Não será que devia o sistema judicial estar alerta com estas situações, fazer algo mais que submeter as mães que se divorciam, com motivos de sobra, talvez mais pela felicidade dos filhos do que pela sua própria, a retóricas padronizadas sobre a vontade e a felicidade dos filhos que elas criam, que elas mimam, que elas sustentam, pelos quais elas respondem, ainda e tão raramente neste país, com a esmola miserável de uma pensão de alimentos fixada sabe-se lá com que indulgência para os progenitores machos e com que subtileza punitiva para as mães, enquanto dos pais ausentes se espera apenas que mandem o cheque a tempo e horas e continuem alegremente ausentes?
Os pais ausentes confiam na infalível eficácia da chantagem psicológica para com as mães. Dão-se, pois, a certos luxos: pagam tarde e más horas a pensão, na certeza que os filhos não ficarão sem comida e não irão descalços à escola. Comentam a roupa pindérica que viram aos garotos num dia de semana em que tinham jogo de bola e recomendam-lhes que os sapatos que compraram no fim de semana sejam só para usar nas festas. Em contrapartida, as mulheres-mães-empregadas, que não souberam segurar o homem, o pai dos seus filhos, são olhadas pela sociedade no mínimo com desconfiança. Criticam-nas por gritarem com os filhos, chamam-lhes histéricas, descontroladas e exigem-lhes, para cúmulo do seu calvário de responsabilidades e correrias, que mantenham intactas a sua saúde mental e a dos filhos... Não será, talvez, pedir-lhes demais?

2 Comments:

Blogger noiseformind said...

Minha cara, revi em muito do que escreveste a imagem acabada que depois de terapia falhada muitas mulheres espelham. O Homem em segunda vida de solteiro e a mulher em eternas núpcias com a criança...
E não há nada a fazer enquanto esta leva de juízes não passarem à refomra ; (((((((((

February 03, 2006  
Blogger Alice said...

Noise, muito me honras com a tua visita!
De facto o texto é mesmo antigo, de uma altura em que a minha vida não foi muito fácil e a raiva tinha mesmo de sair por qualquer lado.
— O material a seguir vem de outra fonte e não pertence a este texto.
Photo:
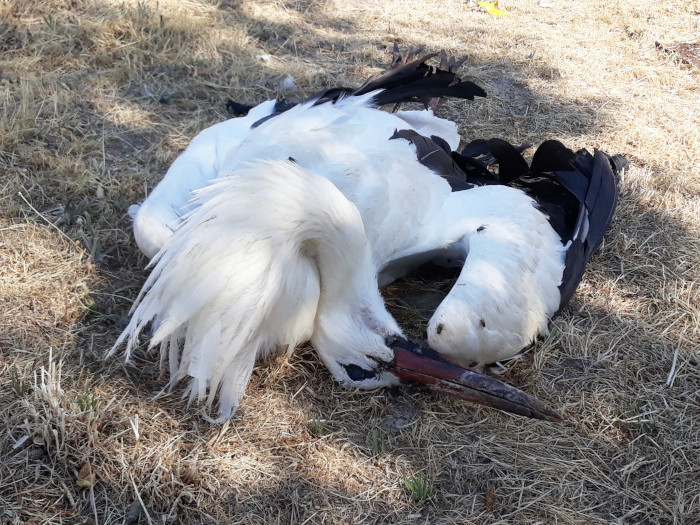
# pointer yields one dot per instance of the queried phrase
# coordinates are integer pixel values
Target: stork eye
(357, 373)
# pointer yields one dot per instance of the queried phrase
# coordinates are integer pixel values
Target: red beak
(420, 364)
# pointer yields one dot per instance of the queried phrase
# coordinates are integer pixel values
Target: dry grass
(97, 98)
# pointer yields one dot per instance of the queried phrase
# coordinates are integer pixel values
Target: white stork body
(271, 255)
(277, 228)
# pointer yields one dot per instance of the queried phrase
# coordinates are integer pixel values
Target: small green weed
(379, 442)
(419, 487)
(16, 382)
(87, 401)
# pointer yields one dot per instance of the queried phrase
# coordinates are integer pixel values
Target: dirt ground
(98, 97)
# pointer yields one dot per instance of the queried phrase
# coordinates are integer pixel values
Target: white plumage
(266, 234)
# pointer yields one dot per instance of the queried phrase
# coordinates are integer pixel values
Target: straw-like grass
(97, 97)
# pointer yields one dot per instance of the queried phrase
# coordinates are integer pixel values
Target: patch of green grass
(379, 442)
(419, 487)
(87, 401)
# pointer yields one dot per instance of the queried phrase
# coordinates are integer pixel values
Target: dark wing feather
(577, 192)
(432, 154)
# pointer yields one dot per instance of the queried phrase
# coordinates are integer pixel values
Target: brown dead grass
(98, 97)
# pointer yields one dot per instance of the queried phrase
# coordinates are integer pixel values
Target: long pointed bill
(420, 364)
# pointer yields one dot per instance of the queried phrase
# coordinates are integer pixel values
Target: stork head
(367, 350)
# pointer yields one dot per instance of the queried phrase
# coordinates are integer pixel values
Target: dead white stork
(276, 228)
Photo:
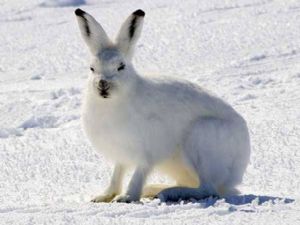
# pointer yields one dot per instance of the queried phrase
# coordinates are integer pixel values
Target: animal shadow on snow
(239, 200)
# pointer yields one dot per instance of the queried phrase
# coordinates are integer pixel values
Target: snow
(246, 51)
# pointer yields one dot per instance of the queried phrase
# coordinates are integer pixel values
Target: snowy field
(246, 51)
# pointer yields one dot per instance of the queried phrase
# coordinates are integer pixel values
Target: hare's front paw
(125, 199)
(103, 198)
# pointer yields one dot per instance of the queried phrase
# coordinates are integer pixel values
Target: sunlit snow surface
(246, 51)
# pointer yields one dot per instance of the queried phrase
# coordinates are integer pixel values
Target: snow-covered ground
(246, 51)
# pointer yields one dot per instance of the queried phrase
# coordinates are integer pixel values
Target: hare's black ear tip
(79, 12)
(139, 12)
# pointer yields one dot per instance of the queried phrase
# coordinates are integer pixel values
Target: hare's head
(111, 67)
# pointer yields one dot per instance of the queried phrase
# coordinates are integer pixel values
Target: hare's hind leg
(219, 151)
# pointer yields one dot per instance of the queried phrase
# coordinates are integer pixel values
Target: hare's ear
(130, 32)
(92, 32)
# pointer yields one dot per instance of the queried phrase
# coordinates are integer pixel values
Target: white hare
(173, 126)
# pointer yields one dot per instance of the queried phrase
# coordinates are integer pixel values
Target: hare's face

Mesmo a minha vida, com um ordenado razoavel, quanto mais a de mulheres com slários baixíssimos... Além do mais também fiz terapia (tive dinheiro e capacidade de entender que ela ajuda!). Só não estou tão optimista quanto tu relativamente à nova leva de juízes. Por curiosidade acrescento que o juiz em causa era "muito bom", no dizer do meu próprio advogado. Nem quero imaginar o que seria um mau!